In the February issue of Quality Digest, Joseph M. Juran pointed out that quality needs to “scale up” if it is to remain a viable force in the next century. In other words, quality must spread beyond its traditional manufacturing base.
A major opportunity to do just that now exists, as Six Sigma enjoys a resurgence of interest among quality professionals and “data mining” is the hot topic among information systems professionals. Six Sigma involves getting 10-fold improvements in quality very quickly; data mining uses the corporate data warehouse, the institutional “memory,” to obtain information that can help improve business performance.
The two approaches complement each other, but have differences as well. Data mining is a vaguely defined approach for extracting information from large amounts of data. This contrasts with the usual small data set analysis performed by quality engineers and statisticians. Data mining also tends to use automatic or semiautomatic means to explore and analyze the data. Again, this contrasts with traditional hands-on quality applications, such as control charts maintained by machine operators. Data mining for quality corresponds more closely with what Taguchi described as “off line” quality analysis. The idea is to tap into the vast warehouses of quality data kept by most businesses to find hidden treasures. The discovered patterns, combined with business process know-how, help find ways to do things better.
Data-mining techniques tend to be more advanced than simple SPC tools. Online analytic processing and data mining complement one another. Online analytic processing is a presentation tool that facilitates ad hoc knowledge discovery, usually from large databases. Whereas data mining often requires a high level of technical training in computers and statistical analysis, OLAP can be applied by just about anyone with a minimal amount of training.
Despite these differences, both data mining and OLAP belong in the quality professional’s tool kit. Many quality tools, such as histograms, Pareto diagrams and scatter plots, already fit under the information systems banner of OLAP. Advanced quality and reliability analysis methods, such as design of experiments and survival analysis, fit nicely under the data mining heading. Quality professionals should take advantage of the opportunity to share ideas with their colleagues in the information systems area.
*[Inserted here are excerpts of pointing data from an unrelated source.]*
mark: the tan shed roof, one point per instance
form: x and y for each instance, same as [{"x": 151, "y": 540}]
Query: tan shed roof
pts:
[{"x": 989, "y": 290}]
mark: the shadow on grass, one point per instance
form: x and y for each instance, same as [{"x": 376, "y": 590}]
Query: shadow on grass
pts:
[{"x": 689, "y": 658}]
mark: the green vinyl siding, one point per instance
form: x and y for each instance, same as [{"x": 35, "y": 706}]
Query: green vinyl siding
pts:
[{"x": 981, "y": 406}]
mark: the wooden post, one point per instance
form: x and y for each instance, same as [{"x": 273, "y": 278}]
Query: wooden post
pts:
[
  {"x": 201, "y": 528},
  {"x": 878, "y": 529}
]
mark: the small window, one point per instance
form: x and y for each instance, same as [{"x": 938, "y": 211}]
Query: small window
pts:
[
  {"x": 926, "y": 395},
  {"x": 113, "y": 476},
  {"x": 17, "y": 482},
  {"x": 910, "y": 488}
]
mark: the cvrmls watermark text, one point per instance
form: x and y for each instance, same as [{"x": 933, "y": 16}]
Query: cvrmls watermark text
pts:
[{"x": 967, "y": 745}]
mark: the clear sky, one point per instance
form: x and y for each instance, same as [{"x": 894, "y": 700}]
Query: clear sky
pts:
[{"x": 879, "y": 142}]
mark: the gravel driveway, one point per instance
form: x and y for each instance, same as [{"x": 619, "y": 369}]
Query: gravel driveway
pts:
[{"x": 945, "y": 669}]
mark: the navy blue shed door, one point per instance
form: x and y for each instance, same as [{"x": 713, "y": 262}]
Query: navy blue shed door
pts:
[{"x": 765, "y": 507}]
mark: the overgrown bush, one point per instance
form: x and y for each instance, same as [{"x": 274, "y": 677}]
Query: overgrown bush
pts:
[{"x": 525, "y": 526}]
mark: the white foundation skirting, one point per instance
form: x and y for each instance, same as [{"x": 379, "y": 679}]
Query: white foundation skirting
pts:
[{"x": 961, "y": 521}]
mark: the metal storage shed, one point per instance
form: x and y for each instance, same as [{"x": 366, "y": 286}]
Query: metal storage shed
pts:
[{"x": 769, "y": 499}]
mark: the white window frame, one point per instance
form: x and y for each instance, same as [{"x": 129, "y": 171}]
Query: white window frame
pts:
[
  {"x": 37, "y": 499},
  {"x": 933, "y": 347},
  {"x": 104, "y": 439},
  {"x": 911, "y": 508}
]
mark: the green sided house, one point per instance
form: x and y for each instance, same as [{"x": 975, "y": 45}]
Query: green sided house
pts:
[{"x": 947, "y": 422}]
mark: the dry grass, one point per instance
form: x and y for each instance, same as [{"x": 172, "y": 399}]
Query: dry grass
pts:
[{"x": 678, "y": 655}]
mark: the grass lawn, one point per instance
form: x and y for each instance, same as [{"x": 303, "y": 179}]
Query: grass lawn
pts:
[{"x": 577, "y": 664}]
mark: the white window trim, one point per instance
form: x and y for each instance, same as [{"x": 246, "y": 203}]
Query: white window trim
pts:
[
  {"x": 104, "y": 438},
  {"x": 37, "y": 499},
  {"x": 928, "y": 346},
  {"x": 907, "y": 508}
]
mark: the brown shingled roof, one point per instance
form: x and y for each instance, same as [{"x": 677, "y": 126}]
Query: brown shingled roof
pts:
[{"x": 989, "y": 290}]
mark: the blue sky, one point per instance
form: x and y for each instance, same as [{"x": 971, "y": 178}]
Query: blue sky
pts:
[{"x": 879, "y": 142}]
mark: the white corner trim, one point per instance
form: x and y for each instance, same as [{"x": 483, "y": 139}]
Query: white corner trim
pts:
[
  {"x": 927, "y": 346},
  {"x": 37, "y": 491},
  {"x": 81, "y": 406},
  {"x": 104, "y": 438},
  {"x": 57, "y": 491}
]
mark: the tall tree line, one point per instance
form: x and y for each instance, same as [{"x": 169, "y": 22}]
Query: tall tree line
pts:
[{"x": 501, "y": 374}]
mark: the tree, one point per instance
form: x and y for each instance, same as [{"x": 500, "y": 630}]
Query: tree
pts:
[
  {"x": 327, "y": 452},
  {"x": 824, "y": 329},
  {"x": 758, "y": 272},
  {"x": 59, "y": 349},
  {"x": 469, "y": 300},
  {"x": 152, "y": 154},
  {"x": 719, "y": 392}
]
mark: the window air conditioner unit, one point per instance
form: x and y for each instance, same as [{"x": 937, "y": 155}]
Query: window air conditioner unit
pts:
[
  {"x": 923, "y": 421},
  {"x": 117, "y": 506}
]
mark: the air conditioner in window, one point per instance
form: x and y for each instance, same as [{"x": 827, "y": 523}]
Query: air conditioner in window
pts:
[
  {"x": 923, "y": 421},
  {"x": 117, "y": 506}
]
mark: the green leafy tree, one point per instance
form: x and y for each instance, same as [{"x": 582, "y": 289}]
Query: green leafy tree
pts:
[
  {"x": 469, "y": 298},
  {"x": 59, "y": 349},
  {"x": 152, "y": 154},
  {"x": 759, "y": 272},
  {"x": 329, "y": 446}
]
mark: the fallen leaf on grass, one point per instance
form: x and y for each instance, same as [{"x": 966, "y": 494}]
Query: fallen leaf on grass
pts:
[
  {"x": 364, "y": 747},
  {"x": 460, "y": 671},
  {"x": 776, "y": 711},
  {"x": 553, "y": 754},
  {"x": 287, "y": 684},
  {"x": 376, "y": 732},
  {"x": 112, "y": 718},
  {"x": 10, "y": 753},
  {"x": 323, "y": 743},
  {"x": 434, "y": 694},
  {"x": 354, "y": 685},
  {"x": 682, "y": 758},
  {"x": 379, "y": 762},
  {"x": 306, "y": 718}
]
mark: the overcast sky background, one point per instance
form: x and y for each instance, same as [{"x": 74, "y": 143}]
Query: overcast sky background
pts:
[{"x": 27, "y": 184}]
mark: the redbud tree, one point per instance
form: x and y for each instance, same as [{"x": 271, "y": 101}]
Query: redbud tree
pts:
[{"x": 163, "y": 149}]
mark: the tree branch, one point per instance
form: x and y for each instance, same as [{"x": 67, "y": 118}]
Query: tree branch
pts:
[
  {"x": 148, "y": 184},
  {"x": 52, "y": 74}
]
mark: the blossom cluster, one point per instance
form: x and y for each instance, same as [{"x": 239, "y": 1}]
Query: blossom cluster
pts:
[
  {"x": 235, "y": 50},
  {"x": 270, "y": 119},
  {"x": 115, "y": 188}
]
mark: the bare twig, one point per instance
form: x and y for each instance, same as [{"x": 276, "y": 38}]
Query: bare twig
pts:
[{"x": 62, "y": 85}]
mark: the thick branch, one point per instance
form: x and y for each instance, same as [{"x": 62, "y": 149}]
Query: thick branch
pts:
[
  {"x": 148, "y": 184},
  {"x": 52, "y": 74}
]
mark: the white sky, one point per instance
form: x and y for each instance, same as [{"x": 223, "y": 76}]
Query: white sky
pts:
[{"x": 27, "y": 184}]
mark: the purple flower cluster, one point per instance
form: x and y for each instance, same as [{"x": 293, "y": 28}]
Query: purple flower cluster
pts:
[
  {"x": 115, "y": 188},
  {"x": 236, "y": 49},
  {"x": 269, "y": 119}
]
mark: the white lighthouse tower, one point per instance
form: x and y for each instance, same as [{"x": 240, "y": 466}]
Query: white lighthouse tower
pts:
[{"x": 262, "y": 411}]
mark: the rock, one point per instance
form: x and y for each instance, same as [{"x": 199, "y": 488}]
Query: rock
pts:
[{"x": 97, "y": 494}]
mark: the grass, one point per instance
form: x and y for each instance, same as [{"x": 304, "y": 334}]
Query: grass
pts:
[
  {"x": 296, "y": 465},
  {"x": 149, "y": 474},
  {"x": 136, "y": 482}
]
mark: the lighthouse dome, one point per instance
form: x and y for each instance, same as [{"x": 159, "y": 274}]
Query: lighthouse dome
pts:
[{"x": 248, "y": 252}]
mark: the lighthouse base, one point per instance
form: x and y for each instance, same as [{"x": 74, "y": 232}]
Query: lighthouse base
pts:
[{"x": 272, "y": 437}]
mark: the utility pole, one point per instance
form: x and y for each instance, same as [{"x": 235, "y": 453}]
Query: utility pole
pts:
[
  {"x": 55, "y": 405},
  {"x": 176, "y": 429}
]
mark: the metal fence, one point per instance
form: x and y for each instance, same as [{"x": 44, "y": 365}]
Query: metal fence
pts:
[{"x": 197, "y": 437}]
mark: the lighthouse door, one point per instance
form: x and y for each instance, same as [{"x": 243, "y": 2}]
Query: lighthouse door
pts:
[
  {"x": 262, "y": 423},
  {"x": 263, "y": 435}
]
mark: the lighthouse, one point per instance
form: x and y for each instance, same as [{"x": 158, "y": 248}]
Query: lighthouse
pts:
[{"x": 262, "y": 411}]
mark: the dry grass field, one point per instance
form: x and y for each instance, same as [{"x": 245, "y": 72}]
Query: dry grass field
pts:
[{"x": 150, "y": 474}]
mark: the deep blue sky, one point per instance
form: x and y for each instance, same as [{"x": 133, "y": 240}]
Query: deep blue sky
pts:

Example: A bank wants to know more about its customers. It will start by studying how long customers stay with the bank. This is a first step in learning how to provide services that will keep customers longer.
This should be considered a quality study. The quality profession tends to focus too much on things gone wrong in identifying failures, then looking for ways to fail less. An alternative is to examine things done right, then look for new ways to do things that customers will like even better. This proactive, positive approach is a key to quality scale-up and a ticket into an organization’s mainstream operations.
This bank’s baseline study can also be viewed in the traditional failure-focused sense of quality. If customer attrition is viewed as “failure,” a host of quality techniques can be used on the problem at once. In particular, reliability engineering methods would seem to apply. If we look at creating a new account as a “birth” and losing an account as a “death,” the problem becomes a classic birth-and-death process perfectly suited to reliability analysis. Rather than using a traditional reliability engineering method like Weibull analysis, the following example uses a method from health care known as Kaplan-Meier survival analysis.
Survival analysis studies the time to occurrence of a critical event, such as a death or, in our case, a terminated customer account. The time until the customer leaves is the survival time. Kaplan-Meier analysis allows analysis of accounts opened by customers at any time during the period studied and can include accounts that remain open when the analysis is conducted. Accounts that remain open are known as censored because the actual time at which the critical event (closing the account) occurs is unknown or hidden from us.
Table 1 shows the first few database records (customer names are coded for confidentiality.) The database of 20,000+ records is large by traditional quality standards, but tiny by data-mining standards. The bank manager wishes to evaluate customer accounts’ lifespan. She also suspects that customers who use the bank’s Web banking service are more loyal. Figure 1 shows the survival chart for that data set.
Figure 1: Customer-Retention Analysis
The information confirms the branch manager’s suspicion: Web users clearly stick around much longer than nonusers. However, the chart doesn’t tell us why they do. For example, Web users may be more sophisticated and better able to use the bank’s services without “hand holding.” Or there may be demographic differences between Web and non-Web users. The data was also stratified by the customer’s city, revealing many more interesting patterns and raising more questions.
An obvious question is what the bank might do to improve the overall retention rate; after all, nearly 70 percent of the customers left within 1,400 days of opening their account and, from a quality viewpoint, what “defect” could possibly be more serious than a customer leaving your business?
Quality and reliability professionals already have a full arsenal of tools and techniques for extracting information from data and knowledge from information. Long before information systems became popular, data helped guide continuous improvement and corrective action. Today, organizations are having an extremely difficult time finding qualified people to help them deal with the deluge of information. It’s time we let people in the nontraditional areas of the organization know that they have an underutilized resource right under their noses: the quality and reliability professional.